Ask HN: Do you really like Google's Material Design? - rochak
I have been on the Android bandwagon for quite a while using it since Gingerbread. The version with the best aesthetically pleasing design for me was Kitkat. After that with the introduction of Google&#x27;s Material Design with Lollipop, I was kind of unsure with their take on the layered card like design. And even the waves that appeared when you clicked a button. Did you too have the same experience?
======
cocktailpeanuts
I find it funny how a company not particularly famous for being good at design
(probably the other way around) tells people what to do in terms of design.

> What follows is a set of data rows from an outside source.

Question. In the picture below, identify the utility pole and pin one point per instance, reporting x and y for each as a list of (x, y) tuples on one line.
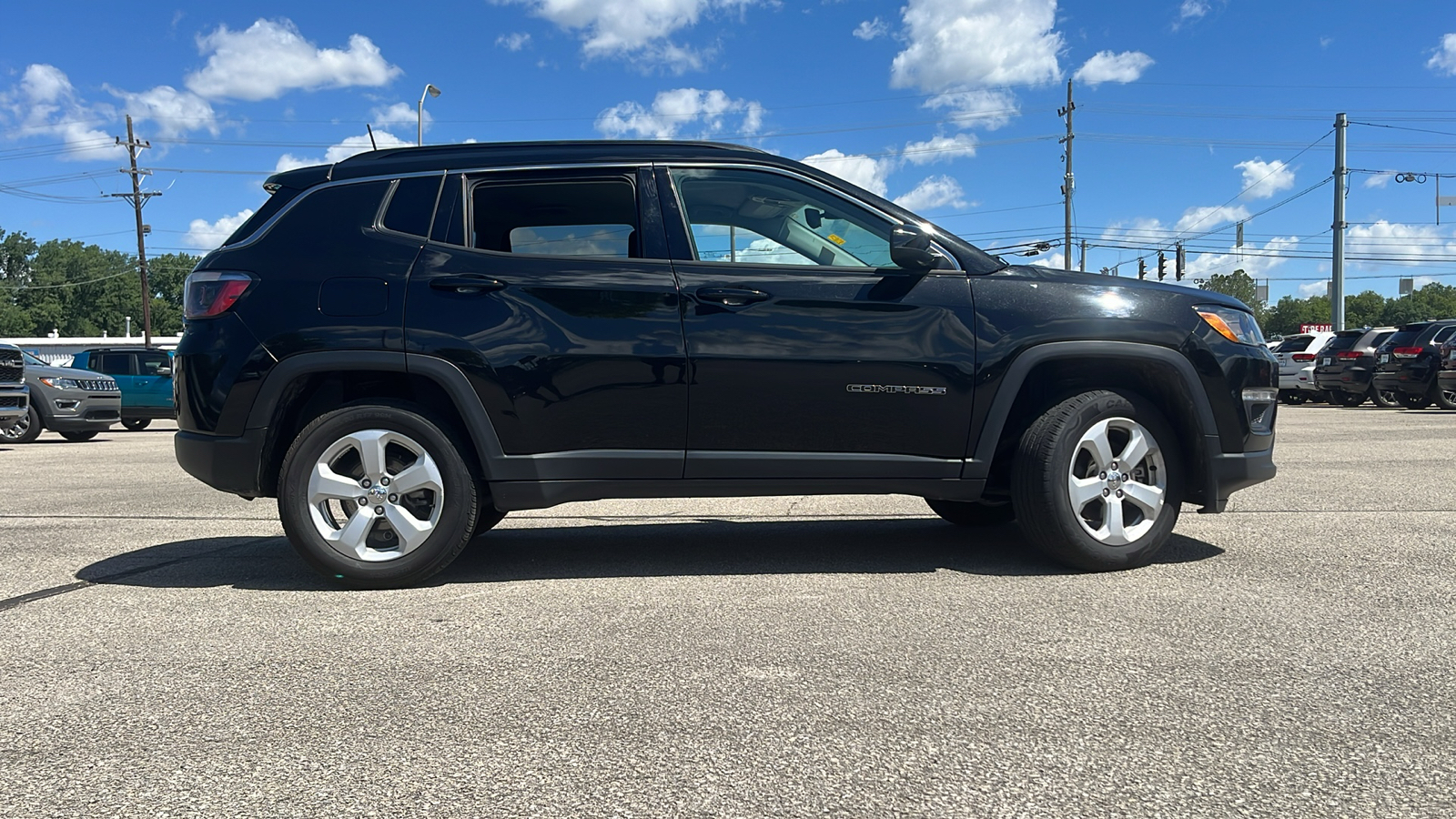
[(1067, 179), (138, 200), (1337, 261)]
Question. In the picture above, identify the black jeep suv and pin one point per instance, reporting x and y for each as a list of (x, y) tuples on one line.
[(408, 344)]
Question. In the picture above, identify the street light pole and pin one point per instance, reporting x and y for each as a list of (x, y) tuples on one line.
[(430, 91)]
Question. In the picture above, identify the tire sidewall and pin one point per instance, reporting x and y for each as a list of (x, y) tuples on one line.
[(1077, 547), (443, 545)]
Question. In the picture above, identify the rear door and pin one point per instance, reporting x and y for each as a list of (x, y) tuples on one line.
[(553, 293)]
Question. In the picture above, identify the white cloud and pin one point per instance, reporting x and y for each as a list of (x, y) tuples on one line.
[(855, 167), (939, 149), (633, 28), (398, 114), (1263, 179), (703, 113), (1445, 57), (1107, 67), (1191, 11), (207, 235), (979, 108), (269, 58), (977, 44), (1256, 261), (171, 109), (514, 41), (871, 29), (342, 150), (44, 102), (1409, 244), (931, 193), (1208, 217), (1378, 179)]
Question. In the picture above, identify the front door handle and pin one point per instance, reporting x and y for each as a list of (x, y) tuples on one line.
[(732, 296), (466, 283)]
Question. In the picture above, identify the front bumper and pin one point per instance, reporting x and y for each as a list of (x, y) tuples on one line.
[(226, 464)]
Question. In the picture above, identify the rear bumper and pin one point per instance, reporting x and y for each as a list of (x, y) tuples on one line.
[(226, 464)]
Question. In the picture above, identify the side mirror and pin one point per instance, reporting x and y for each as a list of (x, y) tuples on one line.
[(910, 248)]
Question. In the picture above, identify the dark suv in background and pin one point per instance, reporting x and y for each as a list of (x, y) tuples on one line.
[(408, 344), (1409, 361), (1344, 366)]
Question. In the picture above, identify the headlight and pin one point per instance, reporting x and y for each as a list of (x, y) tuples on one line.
[(1232, 324)]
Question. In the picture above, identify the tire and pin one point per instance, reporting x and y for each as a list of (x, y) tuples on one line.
[(1060, 450), (1385, 398), (24, 430), (1416, 399), (1443, 398), (322, 479), (973, 513)]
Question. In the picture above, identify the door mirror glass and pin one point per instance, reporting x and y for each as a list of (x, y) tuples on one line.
[(910, 248)]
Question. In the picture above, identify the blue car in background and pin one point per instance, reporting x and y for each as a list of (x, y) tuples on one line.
[(145, 376)]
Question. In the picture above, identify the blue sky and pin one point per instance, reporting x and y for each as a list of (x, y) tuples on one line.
[(1191, 114)]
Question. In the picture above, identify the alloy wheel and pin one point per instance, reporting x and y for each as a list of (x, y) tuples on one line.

I understand where they're coming from--they have so many shitty designed apps
on their play store that they probably felt the need to give guidance--but
there are still many of their guidelines that are too subjective and i
disagree with.

Basically they too have no idea what they're doing. One good example is their
bottom navigation bar. They used to "recommend" that you shouldn't use those
but use the top header, but found out that it's much more convenient for users
to have the buttons at the bottom, so they changed their mind and added the
bottom navigation bar. Knowing this, I just use it as a guideline but never
think of it as an absolute rule. It's bad for building cross-platform apps
too.

------
g00gler
IMO, Android has gotten better every year. I love material design.

As a developer (clear distinction from designer) my favorite thing about
mobile development is the UI components. I can create something much more
compelling with MD with much less effort.

------
davelnewton
I'm not a huge fan of the micro-interaction animations to the degree they seem
to be in vogue now.

Other than that, yeah, I like it in general.